Apprenticeship Levy

(asked on 3rd February 2026) - View Source

Question to the Department for Work and Pensions:

To ask the Secretary of State for Work and Pensions, what assessment his Department has made of (a) the impact of reducing government co-investment in apprenticeships once levy-paying employers have exhausted their levy funds, and (b) the impact of removing the uplift to levy accounts.


Answered by
Andrew Western Portrait
Andrew Western
Parliamentary Under-Secretary (Department for Work and Pensions)
This question was answered on 11th February 2026

As we introduce new products, such as apprenticeship units and foundation apprenticeships, we are also simplifying the Growth and Skills Levy, improving its transparency, and making it more efficient.

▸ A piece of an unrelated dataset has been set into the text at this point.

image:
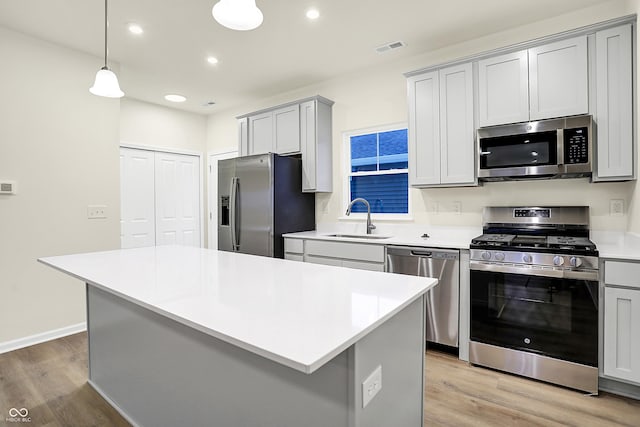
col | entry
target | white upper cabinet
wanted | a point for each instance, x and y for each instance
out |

From August 2026, we are removing the 10% top-up for levy-paying employers, changing expiry of levy funds to 12 months, and changing the government’s co-investment rate from 95% to 75% for levy-paying employers once they have exhausted all their funds.

Levy-paying employers will still be able to benefit from a very generous government contribution once their funds are exhausted, but it is right that employers who utilise all their levy funds contribute more to apprenticeship training and assessment.

These changes will ensure funding is available to roll out further flexibility for business and increase opportunities for young people.

We continue to support SMEs to take on apprentices and for the first time we will be fully funding the cost of training eligible apprentices aged 16-24 at non-levy paying employers (essentially SMEs). From August 2026, training and assessment will be completely free for SMEs who hire young people, boosting starts and reducing bureaucracy for both SMEs and training providers.

We will carefully monitor the impact of these changes once they take effect.